Serious discussions about the future of leisure facilities
The future of Sheffield’s leisure facilities – and how to fund them – needs serious consideration, says the council’s finance chief.
The council has bailed out Sheffield City Trust, also known as Sheffield International Venues, after it got into serious difficulties.
It received £1m earlier this year, will get an annual £2.8m subsidy and will also get another £3m towards health and safety costs and maintenance.
But council chiefs have warned the cash is short term to stop leisure facilities closing imminently, and there needs to be a long term strategy on how they are managed and funded in the future.
Eugene Walker, executive director of resources, told a scrutiny meeting that austerity had hit the leisure industry hard.
“Sheffield International Venues have been trying to run services for 10 years through an austerity period,” he said.
“We have got to a point where it’s actually incredibly difficult to run public leisure facilities without a subsidy and this is proving that. There was a plan put forward to do it at zero subsidy and it has not worked.
“We now need to fundamentally assess all those assets and what the long term future is because it is frankly going to have to involve us thinking about more significant investment than the £3m to upgrade some of our facilities.”
The council has a complex contract with SIV, which it has had to unpick.
Mr Walker added: “We have very different facilities across our portfolio. We have some very new ones like Graves and that actually costs very little to run because it’s modern.
“But some are 30 years old and we really need to think about them and how cost effective that is.
“Over the next six months we need to really seriously think about how facilities can be run for the future.
“There’s some difficult conversations but the council and SIV are both trying to maintain a positive outlook. We need a full review of where we have got to and what the longer term strategy is.”

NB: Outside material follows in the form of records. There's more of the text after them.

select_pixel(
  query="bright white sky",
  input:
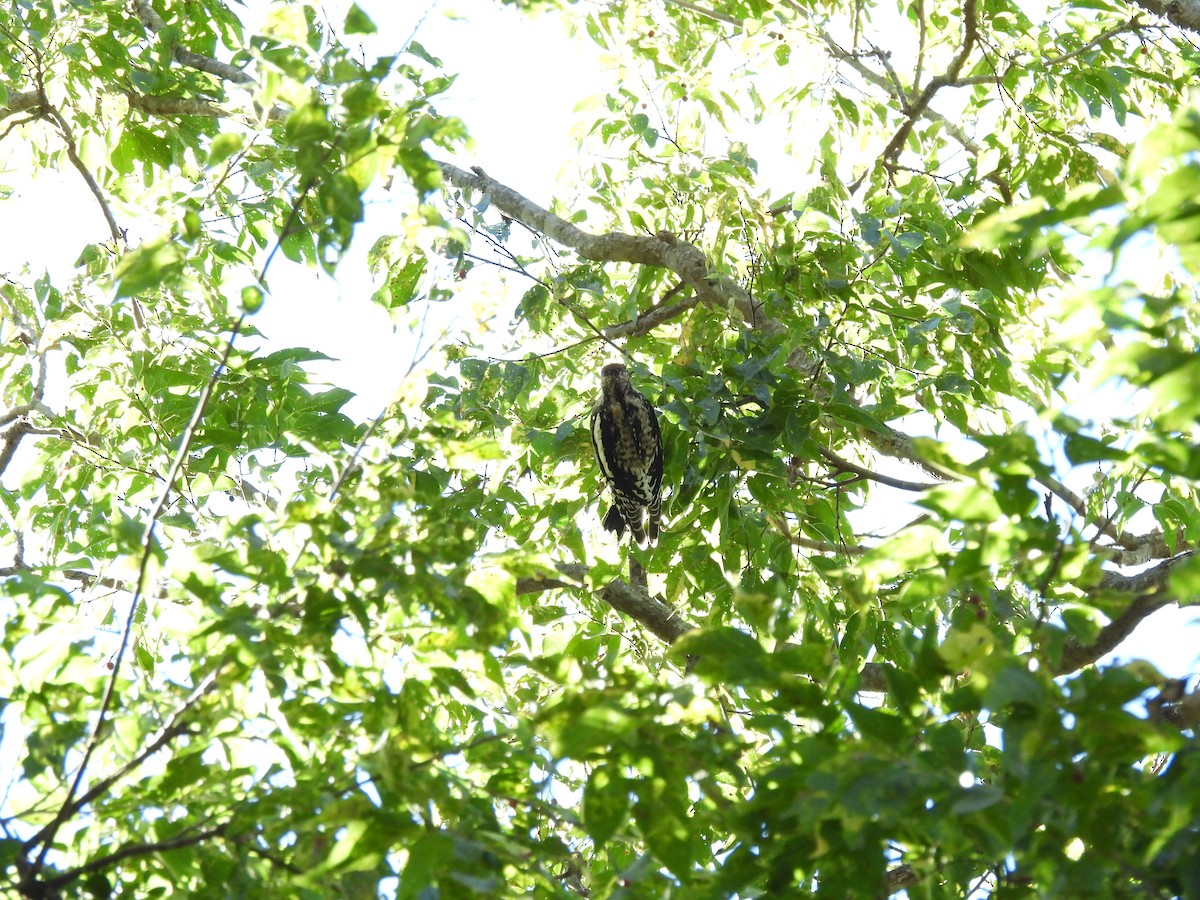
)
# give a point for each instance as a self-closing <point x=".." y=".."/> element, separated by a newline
<point x="519" y="109"/>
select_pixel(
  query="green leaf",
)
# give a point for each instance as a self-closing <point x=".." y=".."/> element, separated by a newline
<point x="358" y="22"/>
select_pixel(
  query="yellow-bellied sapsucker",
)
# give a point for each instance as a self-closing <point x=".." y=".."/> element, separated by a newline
<point x="629" y="448"/>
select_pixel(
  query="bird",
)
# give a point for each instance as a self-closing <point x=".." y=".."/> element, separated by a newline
<point x="628" y="445"/>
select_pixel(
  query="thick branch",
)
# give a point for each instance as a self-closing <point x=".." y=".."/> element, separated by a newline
<point x="1075" y="655"/>
<point x="661" y="619"/>
<point x="154" y="24"/>
<point x="1185" y="13"/>
<point x="1152" y="595"/>
<point x="1104" y="526"/>
<point x="663" y="250"/>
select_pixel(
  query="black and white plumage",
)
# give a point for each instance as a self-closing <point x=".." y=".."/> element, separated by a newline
<point x="629" y="448"/>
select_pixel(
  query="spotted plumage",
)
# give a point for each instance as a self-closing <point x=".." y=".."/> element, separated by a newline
<point x="629" y="449"/>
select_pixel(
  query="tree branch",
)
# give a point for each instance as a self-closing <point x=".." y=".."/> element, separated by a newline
<point x="135" y="850"/>
<point x="663" y="250"/>
<point x="155" y="24"/>
<point x="1185" y="13"/>
<point x="148" y="544"/>
<point x="1075" y="655"/>
<point x="970" y="35"/>
<point x="663" y="621"/>
<point x="846" y="466"/>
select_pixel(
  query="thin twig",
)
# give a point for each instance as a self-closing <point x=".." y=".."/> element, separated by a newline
<point x="51" y="831"/>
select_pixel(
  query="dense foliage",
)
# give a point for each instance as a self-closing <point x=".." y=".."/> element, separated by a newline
<point x="927" y="379"/>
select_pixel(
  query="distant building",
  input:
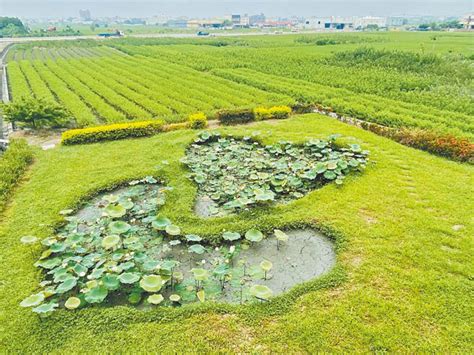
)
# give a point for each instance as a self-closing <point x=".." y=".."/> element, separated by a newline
<point x="257" y="20"/>
<point x="85" y="15"/>
<point x="177" y="23"/>
<point x="468" y="22"/>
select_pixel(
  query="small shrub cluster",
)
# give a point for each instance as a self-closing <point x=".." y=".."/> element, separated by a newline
<point x="112" y="132"/>
<point x="13" y="164"/>
<point x="197" y="121"/>
<point x="238" y="116"/>
<point x="460" y="149"/>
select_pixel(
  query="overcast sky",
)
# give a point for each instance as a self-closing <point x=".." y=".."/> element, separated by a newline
<point x="205" y="8"/>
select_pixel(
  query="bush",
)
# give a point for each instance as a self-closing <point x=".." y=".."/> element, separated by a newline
<point x="280" y="112"/>
<point x="36" y="113"/>
<point x="460" y="149"/>
<point x="112" y="132"/>
<point x="13" y="164"/>
<point x="197" y="121"/>
<point x="230" y="117"/>
<point x="262" y="113"/>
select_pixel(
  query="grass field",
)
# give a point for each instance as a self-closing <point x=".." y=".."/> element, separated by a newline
<point x="403" y="232"/>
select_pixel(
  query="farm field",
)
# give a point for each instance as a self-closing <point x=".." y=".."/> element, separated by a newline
<point x="209" y="195"/>
<point x="428" y="85"/>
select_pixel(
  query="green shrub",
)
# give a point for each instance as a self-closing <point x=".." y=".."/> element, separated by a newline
<point x="13" y="164"/>
<point x="197" y="121"/>
<point x="36" y="113"/>
<point x="231" y="117"/>
<point x="279" y="112"/>
<point x="112" y="132"/>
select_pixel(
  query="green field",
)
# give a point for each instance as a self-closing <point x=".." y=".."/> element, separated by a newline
<point x="401" y="228"/>
<point x="394" y="79"/>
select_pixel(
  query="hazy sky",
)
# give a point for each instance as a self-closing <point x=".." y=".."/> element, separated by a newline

Mr Walker said he believed there would need to be a wider discussion with members of the public too.
“There is a serious issue about doing a proper appraisal about where leisure facilities are going in the city and there’s a conversation with members of the public about what that looks like.
“At some point it may be something to have a public debate on the future of leisure facilities in the city.
“Thirty years on, what is the right business model for running the right kind of leisure facilities in Sheffield? Because a lot of time has passed and austerity has definitely had an impact.
“We need to get into some questions about how the facilities should best be run for the next 20 or 30 years.”